"Minimizing the Average Query Complexity of Learning Monotone Boolean Functions"

INFORMS Journal of Computing, Vol. 14, No. 2, pp. 142-172, 2002.

Vetle I. Torvik and Evangelos Triantaphyllou

Abstract:
This paper addresses the problem of completely reconstructing deterministic monotone boolean functions via membership queries. The minimum average query complexity is guaranteed via recursion, where partially ordered sets (posets) make up the overlapping subproblems. The optimality conditions for all the 4,688 posets generated for the problem with up to 5 variables are summarized in the form of an evaluative criterion. The evaluative criterion extends the computational feasibility up to problems involving about 20 variables.

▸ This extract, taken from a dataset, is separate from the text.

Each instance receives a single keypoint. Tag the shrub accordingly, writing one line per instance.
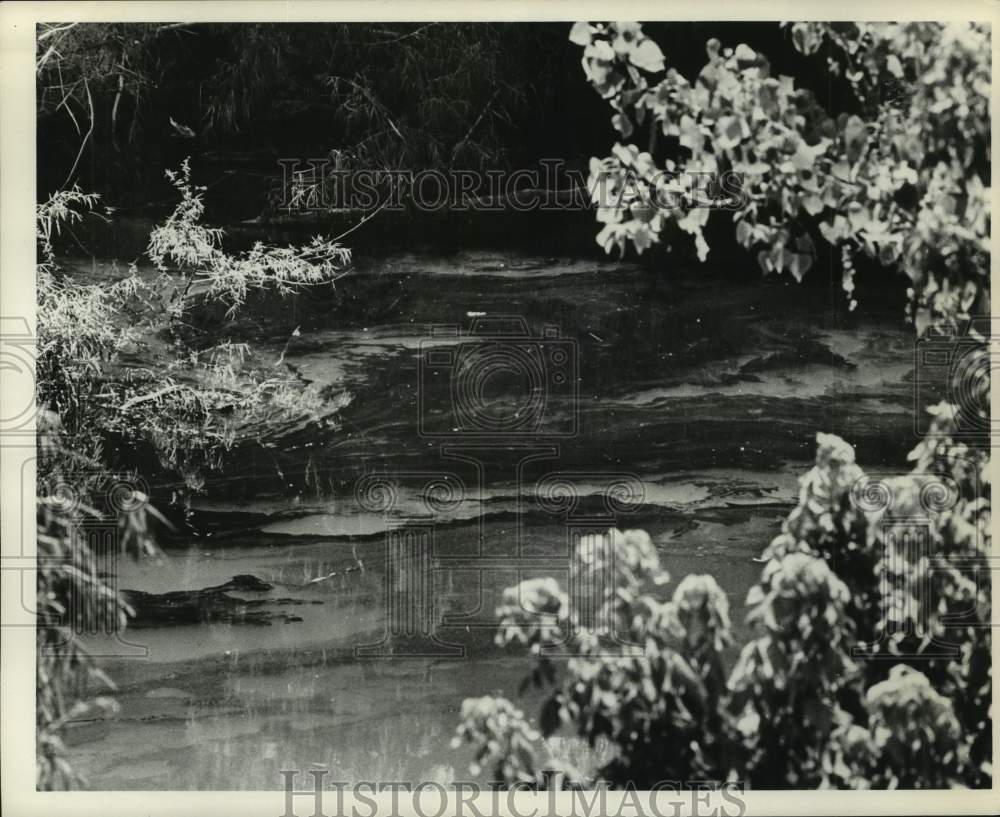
(904, 183)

A framework for unbiased average case comparison of monotone boolean function inference algorithms is developed using unequal probability sampling. Empirical results show that an implementation of the subroutine considered as a standard in the literature performs more than twice as many queries than the evaluative criterion on the average for 8 variables, and the gap increases with the number of variables. It should also be noted that the first algorithm ever designed for this problem performed consistently within 2% of the evaluative criterion, and consequently prevails, by far, as the most efficient of the many pre-existing algorithms.

Key Words:
Computational learning, Monotone boolean functions, Membership queries, Average case complexity, Recursion, Partially ordered sets (posets), Isomorphism, Greedy algorithm, Unequal probability sampling, Unbiased estimators.